And this is actually emphasizing that it's not just self-reliance, but it's about humidity. And I think this humidity and thoughtfulness is something which we need to learn more and more and apply more and more when we move into the world with AI. One of the questions I always ask when when someone is, you know, running headlong into, you know, let's AI our way out of this problem is, you know, two questions actually, 1 is what do we have to believe in order to go down that road?

And the second thing is, but by what right do you think the answer is contained in what the AI is going to look at to answer that question? Imagine during COVID if you had ChatGPT and you said, you know, what are the most promising approaches to responding to COVID? Well, we didn't know, right? And so you would, you would literally get what we love to call hallucination right now,

but on steroids, right? Because the LLM doesn't know that the answer isn't in the corpus of data that it's looking at. And it's going to give you an answer anyway. And it's going to look awfully good. And it's going to really look like a human being wrote it. And it's going to be wonderfully articulate, but just as good as any other rumor you just heard.

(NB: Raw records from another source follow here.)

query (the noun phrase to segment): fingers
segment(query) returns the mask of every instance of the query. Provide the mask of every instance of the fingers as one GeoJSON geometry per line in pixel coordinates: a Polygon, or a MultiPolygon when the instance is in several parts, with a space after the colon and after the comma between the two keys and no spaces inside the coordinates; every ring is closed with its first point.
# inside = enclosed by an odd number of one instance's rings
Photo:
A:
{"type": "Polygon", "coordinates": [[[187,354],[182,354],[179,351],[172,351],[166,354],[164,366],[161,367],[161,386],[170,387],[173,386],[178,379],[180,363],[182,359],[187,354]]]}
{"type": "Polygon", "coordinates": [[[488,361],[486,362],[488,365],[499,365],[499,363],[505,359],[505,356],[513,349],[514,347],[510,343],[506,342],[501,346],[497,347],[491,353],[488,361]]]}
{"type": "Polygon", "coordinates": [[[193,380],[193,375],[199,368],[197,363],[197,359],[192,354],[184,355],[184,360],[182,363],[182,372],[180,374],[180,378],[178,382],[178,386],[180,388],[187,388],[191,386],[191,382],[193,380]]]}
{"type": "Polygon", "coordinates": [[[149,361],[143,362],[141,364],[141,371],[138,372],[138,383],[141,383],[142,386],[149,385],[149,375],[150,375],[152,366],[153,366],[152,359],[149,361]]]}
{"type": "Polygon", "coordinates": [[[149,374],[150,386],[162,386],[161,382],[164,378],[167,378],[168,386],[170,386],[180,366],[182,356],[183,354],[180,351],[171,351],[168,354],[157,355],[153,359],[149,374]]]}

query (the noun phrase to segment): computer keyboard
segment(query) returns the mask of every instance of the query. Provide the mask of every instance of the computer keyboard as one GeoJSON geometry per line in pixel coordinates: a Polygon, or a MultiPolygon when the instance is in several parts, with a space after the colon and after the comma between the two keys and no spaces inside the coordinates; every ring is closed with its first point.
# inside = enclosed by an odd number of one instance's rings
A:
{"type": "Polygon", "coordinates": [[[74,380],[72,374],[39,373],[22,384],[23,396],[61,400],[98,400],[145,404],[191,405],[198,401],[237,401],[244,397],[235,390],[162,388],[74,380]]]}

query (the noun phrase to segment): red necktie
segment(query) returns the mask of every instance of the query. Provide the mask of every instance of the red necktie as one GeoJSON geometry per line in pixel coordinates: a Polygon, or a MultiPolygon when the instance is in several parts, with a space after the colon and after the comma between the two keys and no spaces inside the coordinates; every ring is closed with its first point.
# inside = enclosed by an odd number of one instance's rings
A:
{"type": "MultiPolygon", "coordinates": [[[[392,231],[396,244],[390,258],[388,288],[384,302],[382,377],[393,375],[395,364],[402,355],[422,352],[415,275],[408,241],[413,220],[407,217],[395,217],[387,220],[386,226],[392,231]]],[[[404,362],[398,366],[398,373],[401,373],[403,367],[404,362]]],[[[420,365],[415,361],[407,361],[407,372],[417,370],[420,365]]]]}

So can we say that the summary here to make this very simplistic is AI is around us, AI is surrounding us, AI will continue to do so and therefore we need to know what's true and not true. I mean, that seems pretty simple. Perhaps instead of calling, when we say AI, artificial intelligence, we should call it alien interactions because these machines are not at all thinking like you or I. And that's a very real danger when you read articles or for whatever reason begin to

anthropomorphize these machines. I mean, just statistically, I mean, the human brain uses between 15 and 20 watts to do everything it does. These models are looking at upwards of 2005 thousand or more. I mean, when we hear like companies thinking about doing nuclear power plants to do their alien interactions as AI, that might tell you that this is simply been designed to look like it's thinking like a human, when in fact it's not.

That then also gets to the deeper question I'd like to say, Michael, which is if you remember the Turing test, the Turing test was intentionally trying to have a machine deceive a human into thinking it was human. Guess what? We have been wildly successful at rolling out technologies that will now convince you that the responses are giving whether they're in text, whether than audio, whether in video appear to be human like.

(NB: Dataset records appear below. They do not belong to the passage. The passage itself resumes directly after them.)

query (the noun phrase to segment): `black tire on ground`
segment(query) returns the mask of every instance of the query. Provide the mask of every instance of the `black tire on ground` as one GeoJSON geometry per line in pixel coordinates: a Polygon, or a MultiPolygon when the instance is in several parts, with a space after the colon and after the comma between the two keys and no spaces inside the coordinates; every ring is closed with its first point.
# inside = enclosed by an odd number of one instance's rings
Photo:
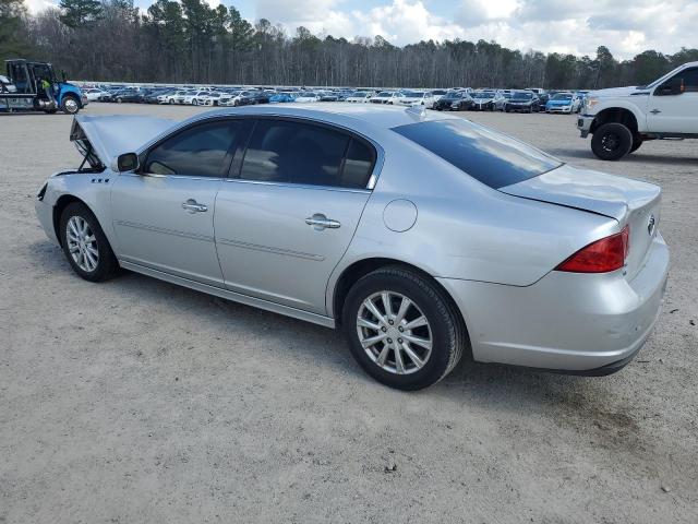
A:
{"type": "Polygon", "coordinates": [[[630,147],[630,153],[635,153],[642,145],[642,139],[640,136],[633,136],[633,147],[630,147]]]}
{"type": "MultiPolygon", "coordinates": [[[[399,308],[399,301],[393,305],[394,312],[397,312],[396,308],[399,308]]],[[[421,390],[438,382],[456,367],[464,350],[469,347],[462,318],[445,291],[429,277],[397,265],[369,273],[353,285],[345,300],[342,329],[351,354],[366,373],[398,390],[421,390]],[[368,297],[381,291],[397,293],[409,298],[426,318],[432,349],[421,369],[408,374],[387,371],[361,345],[357,327],[359,312],[368,297]]],[[[395,362],[394,349],[389,350],[386,361],[390,359],[395,362]]]]}
{"type": "Polygon", "coordinates": [[[619,160],[633,147],[633,133],[617,122],[604,123],[591,138],[591,151],[602,160],[619,160]]]}
{"type": "Polygon", "coordinates": [[[111,250],[109,240],[101,230],[101,226],[97,221],[97,217],[89,209],[81,203],[73,202],[69,204],[61,214],[59,224],[59,236],[63,253],[68,262],[73,267],[73,271],[89,282],[104,282],[112,278],[119,271],[119,262],[111,250]],[[73,217],[79,216],[84,219],[89,226],[89,230],[95,236],[97,242],[97,252],[99,254],[97,265],[93,271],[85,271],[73,260],[73,255],[70,252],[70,246],[68,240],[68,222],[73,217]]]}
{"type": "Polygon", "coordinates": [[[65,95],[61,100],[61,111],[65,115],[77,115],[80,111],[80,100],[76,96],[65,95]]]}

But that's a problem because as Anthony was mentioning in his background, I mean, fraudsters, scamsters, they would love to use this technology. And we've all probably seen in the last two years a step change in scam phishing emails where they are now at the point where you can no longer use misspellings as they tell if it's a phishing e-mail or not. And now even better, they're often referencing another family member or friend because they've combed our social media network.

And so the are actually intentionally, unfortunately really successful, the Turing test. But the whole Turing test was again a machine trying to convince you it was human. That might not be the best tool exactly. We've been saying here for society writ large. There's a another little nuanced thing happening right now where we now have to prove to the machine that we're a human right. So it's sort of the opposite of that.

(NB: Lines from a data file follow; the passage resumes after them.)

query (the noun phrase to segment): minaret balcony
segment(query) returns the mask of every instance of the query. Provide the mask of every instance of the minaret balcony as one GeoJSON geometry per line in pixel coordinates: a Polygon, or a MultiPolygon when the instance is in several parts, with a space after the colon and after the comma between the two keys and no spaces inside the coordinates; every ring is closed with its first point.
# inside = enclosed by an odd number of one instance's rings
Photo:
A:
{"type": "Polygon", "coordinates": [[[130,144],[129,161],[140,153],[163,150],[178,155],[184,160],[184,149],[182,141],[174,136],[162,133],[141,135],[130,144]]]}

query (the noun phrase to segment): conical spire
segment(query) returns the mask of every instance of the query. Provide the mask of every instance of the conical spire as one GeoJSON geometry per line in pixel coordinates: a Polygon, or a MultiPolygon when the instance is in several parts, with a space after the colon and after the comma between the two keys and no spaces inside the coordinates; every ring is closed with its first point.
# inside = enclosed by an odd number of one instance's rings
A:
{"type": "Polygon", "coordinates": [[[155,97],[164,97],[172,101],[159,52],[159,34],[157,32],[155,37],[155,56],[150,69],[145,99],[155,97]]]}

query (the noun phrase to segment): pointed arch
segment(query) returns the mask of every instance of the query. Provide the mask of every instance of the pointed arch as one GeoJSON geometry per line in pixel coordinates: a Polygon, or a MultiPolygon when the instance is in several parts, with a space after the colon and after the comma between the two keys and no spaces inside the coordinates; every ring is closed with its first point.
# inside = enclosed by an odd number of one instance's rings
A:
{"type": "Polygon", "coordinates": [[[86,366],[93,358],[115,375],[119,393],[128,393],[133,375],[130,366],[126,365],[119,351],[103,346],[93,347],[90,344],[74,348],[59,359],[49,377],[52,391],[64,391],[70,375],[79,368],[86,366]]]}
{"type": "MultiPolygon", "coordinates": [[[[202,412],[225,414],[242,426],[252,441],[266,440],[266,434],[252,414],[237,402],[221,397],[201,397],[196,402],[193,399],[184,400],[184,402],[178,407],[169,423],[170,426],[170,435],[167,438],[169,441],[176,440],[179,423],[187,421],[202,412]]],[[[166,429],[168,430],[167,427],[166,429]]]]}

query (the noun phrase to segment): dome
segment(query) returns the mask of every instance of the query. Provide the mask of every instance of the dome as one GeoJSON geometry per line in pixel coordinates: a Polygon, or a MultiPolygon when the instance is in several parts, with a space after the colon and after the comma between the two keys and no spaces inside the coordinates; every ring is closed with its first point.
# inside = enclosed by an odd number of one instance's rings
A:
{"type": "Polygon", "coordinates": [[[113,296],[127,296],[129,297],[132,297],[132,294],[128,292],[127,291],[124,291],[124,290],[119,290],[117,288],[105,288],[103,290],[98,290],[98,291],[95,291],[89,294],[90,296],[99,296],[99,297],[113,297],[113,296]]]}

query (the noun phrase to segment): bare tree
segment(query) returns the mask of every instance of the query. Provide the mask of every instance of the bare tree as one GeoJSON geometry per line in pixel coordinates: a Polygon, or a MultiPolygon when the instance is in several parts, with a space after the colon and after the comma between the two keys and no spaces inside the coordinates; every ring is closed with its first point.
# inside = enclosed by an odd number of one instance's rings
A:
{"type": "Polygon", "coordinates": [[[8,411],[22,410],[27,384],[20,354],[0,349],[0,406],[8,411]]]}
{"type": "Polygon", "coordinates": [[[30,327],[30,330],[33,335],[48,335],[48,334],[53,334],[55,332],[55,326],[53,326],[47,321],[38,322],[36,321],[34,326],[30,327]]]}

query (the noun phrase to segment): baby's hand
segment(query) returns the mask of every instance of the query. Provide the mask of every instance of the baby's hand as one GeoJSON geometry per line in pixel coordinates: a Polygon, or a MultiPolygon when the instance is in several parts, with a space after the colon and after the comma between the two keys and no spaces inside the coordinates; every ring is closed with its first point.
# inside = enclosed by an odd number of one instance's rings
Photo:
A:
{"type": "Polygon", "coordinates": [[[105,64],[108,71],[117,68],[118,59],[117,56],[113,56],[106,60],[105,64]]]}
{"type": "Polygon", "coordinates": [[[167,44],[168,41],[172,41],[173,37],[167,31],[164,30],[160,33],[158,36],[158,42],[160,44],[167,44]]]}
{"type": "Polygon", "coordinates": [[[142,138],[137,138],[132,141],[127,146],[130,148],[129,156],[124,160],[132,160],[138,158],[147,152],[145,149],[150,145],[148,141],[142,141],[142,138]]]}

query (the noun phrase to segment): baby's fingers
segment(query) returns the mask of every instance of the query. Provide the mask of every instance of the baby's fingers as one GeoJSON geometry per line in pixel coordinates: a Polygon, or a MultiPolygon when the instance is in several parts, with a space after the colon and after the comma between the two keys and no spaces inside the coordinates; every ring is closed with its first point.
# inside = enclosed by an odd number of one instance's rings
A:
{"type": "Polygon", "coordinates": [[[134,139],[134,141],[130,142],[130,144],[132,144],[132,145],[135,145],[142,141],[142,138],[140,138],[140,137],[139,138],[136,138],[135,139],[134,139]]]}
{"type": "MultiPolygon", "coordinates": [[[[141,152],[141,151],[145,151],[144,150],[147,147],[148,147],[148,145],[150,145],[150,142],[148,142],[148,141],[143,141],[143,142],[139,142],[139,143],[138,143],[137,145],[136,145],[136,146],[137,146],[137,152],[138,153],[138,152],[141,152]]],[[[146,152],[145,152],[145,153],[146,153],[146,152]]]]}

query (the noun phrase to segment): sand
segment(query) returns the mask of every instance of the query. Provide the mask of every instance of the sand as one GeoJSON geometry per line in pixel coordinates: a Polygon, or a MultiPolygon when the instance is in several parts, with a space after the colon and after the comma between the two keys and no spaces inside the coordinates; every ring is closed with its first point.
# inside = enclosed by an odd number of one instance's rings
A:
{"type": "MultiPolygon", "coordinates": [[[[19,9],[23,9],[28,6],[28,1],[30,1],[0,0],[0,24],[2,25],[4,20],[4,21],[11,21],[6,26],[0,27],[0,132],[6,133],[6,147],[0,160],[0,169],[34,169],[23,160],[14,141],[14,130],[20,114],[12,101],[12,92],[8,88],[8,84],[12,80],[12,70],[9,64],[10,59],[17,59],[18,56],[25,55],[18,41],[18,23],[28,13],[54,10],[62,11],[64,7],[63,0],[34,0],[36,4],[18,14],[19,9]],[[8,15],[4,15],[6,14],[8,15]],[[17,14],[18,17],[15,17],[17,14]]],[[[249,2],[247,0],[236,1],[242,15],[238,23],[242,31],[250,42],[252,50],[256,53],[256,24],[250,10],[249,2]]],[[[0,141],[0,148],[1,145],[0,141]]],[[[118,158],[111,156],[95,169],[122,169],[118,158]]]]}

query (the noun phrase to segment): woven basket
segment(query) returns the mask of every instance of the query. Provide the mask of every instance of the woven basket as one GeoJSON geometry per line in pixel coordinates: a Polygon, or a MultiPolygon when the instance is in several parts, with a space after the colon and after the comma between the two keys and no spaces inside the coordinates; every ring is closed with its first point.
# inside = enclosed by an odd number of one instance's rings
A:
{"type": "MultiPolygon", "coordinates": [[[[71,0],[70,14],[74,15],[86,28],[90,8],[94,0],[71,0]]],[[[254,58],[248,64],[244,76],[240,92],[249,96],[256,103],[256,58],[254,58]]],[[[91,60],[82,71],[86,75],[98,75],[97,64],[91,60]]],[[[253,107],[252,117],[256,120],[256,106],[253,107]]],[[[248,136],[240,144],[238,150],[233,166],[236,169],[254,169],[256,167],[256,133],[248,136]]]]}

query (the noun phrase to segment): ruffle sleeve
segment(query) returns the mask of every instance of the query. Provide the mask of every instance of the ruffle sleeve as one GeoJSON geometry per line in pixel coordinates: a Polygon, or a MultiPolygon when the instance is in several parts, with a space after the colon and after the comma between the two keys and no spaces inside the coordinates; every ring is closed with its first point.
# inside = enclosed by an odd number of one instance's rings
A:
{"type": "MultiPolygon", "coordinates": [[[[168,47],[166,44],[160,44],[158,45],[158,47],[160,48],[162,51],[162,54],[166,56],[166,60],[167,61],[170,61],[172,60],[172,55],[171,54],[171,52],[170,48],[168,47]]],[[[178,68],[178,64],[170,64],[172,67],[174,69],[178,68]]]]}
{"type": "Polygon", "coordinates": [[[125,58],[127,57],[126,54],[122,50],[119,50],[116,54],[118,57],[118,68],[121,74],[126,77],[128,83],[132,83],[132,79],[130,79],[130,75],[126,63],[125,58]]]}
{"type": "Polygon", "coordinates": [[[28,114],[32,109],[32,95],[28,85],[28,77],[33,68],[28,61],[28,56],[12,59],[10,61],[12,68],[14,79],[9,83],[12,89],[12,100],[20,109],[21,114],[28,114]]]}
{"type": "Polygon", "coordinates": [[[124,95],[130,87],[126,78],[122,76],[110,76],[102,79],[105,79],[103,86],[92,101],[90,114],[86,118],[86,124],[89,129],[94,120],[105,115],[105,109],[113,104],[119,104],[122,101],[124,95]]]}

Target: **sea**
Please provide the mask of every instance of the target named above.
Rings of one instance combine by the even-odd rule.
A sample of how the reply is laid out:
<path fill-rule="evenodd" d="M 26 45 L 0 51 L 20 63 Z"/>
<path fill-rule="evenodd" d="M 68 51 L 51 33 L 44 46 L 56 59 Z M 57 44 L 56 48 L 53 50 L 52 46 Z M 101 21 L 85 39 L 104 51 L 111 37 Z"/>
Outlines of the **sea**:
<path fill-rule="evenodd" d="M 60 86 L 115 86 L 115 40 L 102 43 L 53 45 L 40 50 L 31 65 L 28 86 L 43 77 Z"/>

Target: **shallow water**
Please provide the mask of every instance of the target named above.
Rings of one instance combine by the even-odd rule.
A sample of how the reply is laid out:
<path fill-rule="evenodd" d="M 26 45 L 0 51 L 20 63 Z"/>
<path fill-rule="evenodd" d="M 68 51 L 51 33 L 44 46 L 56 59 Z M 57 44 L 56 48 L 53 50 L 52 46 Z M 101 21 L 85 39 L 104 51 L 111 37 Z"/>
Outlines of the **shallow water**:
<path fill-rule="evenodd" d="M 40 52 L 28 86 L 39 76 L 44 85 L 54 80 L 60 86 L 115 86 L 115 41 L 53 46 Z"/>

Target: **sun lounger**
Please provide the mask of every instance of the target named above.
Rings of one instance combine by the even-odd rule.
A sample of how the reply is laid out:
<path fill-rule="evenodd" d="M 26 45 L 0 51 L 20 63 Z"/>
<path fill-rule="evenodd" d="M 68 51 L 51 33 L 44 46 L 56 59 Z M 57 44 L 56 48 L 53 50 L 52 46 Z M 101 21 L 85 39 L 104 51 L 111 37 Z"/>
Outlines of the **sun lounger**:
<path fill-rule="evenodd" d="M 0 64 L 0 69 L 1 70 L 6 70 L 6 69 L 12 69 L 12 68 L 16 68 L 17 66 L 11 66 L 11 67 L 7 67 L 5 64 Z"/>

And if you look at CAPTCHA and the way it was originally designed, it was just OCR was kind of not very good. So if I tilt the letters and I put them together, then OCR doesn't work and the human can read it and we know the answer and that's great, right? Well, then people started to use the, the responses from CAPTCHA to train better OCR. And we'll, lo and behold, all of a sudden the computer gets just as good as we are at reading kind of crappy text.

So then they start introducing pictures. And introducing pictures is not a, it's not an insert, it's not an end to that. It's just a way of kicking that ball a little bit further down the road. I was listening to a talk recently with one of the people who actually invented the technology, and he was saying #1 he wished he never did. And #2 you know, maybe in the future, you'll have to do things like walk three steps with your phone or jiggle your phone or tilt your phone down or do

something. And, and now I can just imagine us OK, do 10 push ups. Like, at what point do I have to stop proving that I'm human? We don't have a good answer to this right now. It's not because the AI is thinking. It's because it's very good at watching us behave. That's so true. And actually we need to establish a language to talk about AIS and machines, and we're still using human terms to

describe what we expect. And in social science, for example, tries, trust is described as the belief that another person will do what is expected. And now it's not a person, it's a machine or piece of code and what is really expected. If I use my vacuum cleaner, I expect it to do a certain task. But this is very different from LLM. And obviously because I am an AI and I teach AI and cybersecurity at the university, I know it's

has nothing to do with language. It's a statistical stream of tokens and token isn't even a word. But if we take, for example English, it's maybe 2/3 of an English word. Yeah, statistically. But you know, humans expect that it understands and it's simply doesn't, and even not based on the world model. A couple of things to sort of add to the nuances.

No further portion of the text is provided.